Dossier Anlagezertifikate

Basket-Zertifikate

Basket-Zertfikaten liegt ein Korb einzelner Aktien, Indizes, Rohstoffe oder anderen Anlageprodukten zugrunde. Sie eignen sich besonders für spezielle Themen und Strategien. 
 

Das englische Wort „Basket“ deutet es an: Dieser Zertifikat-Typ partizipiert an einem Wertpapierkorb. Die Zusammenstellung des Korbs bestimmt der Emittent vor der Notierung des Zertifikats. Grundsätzlich eignen sich für das Portfolio alle Wertpapiere mit regelmäßiger, zumindest täglicher Kursfeststellung.

Aktien als Basis

Sehr verbreitet sind Zertifikate auf Aktienkörbe, die in ihrer Zusammenstellung Aktienfonds ähneln.
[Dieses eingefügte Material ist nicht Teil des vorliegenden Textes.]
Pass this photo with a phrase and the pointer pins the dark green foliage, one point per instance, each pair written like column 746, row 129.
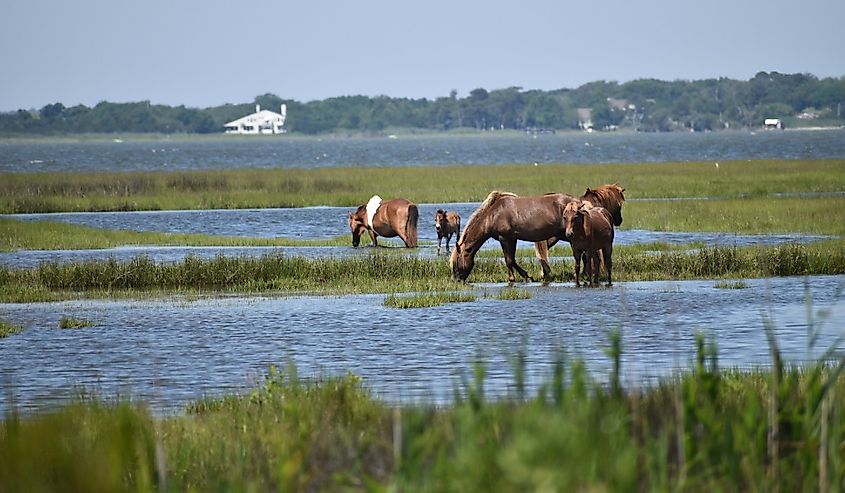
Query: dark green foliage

Doch anders als bei Aktienfonds wissen Käufer eines Basket-Zertifikats immer, welche Wertpapiere sich im Korb befinden. Ein intensives, aktives Management, wie es bei Fonds üblich ist, findet bei Basket-Zertifikaten in der Regel nicht statt. Die Auswahlkriterien für die enthaltenen Aktien oder Wertpapiere sind bekannt und bleiben während der Laufzeit unverändert.

Dennoch kann sich die Zusammensetzung des Aktienkorbs mit der Zeit ändern. Verfolgt der Emittent mit dem Zertifikat eine gezielte Strategie, wie etwa die Aktien der fünf größten Unternehmen der Automobilbranche abzubilden, muss er den Korb zu bestimmten Stichtagen anpassen – sofern sich die Marktführer ändern. In einem solchen Fall spricht man von einem aktiven Basket. Für die regelmäßige Anpassung des Aktienkorbs erhebt der Emittent mitunter eine Management-Gebühr, die zumeist unterhalb von einem Prozent liegt. Bleibt die Zusammensetzung eines Aktienkorbs hingegen klar definiert, wie bei einem Index-Zertifikat, ist von einem passiven Basket die Rede.

Ziel: Den Index schlagen

Der Erfolg eines Basket-Zertifikats misst sich daran, ob es einen Vergleichsindex oder -fonds, die so genannte Benchmark, übertrumpfen kann. Das Autohersteller-Zertifikat etwa wäre dann erfolgreich, wenn es sich besser als der Branchenindex für die Automobilbranche entwickeln würde. Basket-Zertifikate lassen sich entsprechend der Kriterien für die Wertpapierauswahl grob in drei Kategorien unterteilen: Branchen-Zertifikate, Länder- und Regionen-Zertifikate sowie Strategie- und Themenzertifikate. Gleichgültig, welchen Ansatz der Emittent wählt, das Verlustrisiko ist aufgrund der breiten Streuung jedenfalls geringer als bei der Direktanlage in einzelne Wertpapiere.

Für welchen Anlegertyp eignen sich Basket-Zertifikate?

Basket-Zertifikate sind dann sinnvoll, wenn Anleger von der Dynamik einer bestimmten Branche oder einer bestimmten Region überzeugt ist, dabei aber das Risiko scheuen, in einzelne Wertpapiere zu investieren. Zudem sparen sie Zeit und Geld gegenüber Einzelinvestments.

Da das Zertifikat höhere Kursgewinne als der Vergleichsindex erzielen soll, enthält der Aktienkorb in der Regel weniger Wertpapiere als der Vergleichsindex. Üblicherweise besteht ein Korb aus vier bis zwanzig Erfolg versprechenden Aktien. Dadurch erhöht sich das Gewinnpotenzial, aber auch das Verlustrisiko steigt im Vergleich zum Index. Basket-Zertifikate besitzen im Gegensatz zu Aktien keinen Anspruch auf eine Dividende. Auch die begrenzte Laufzeit sollte beachtet werden.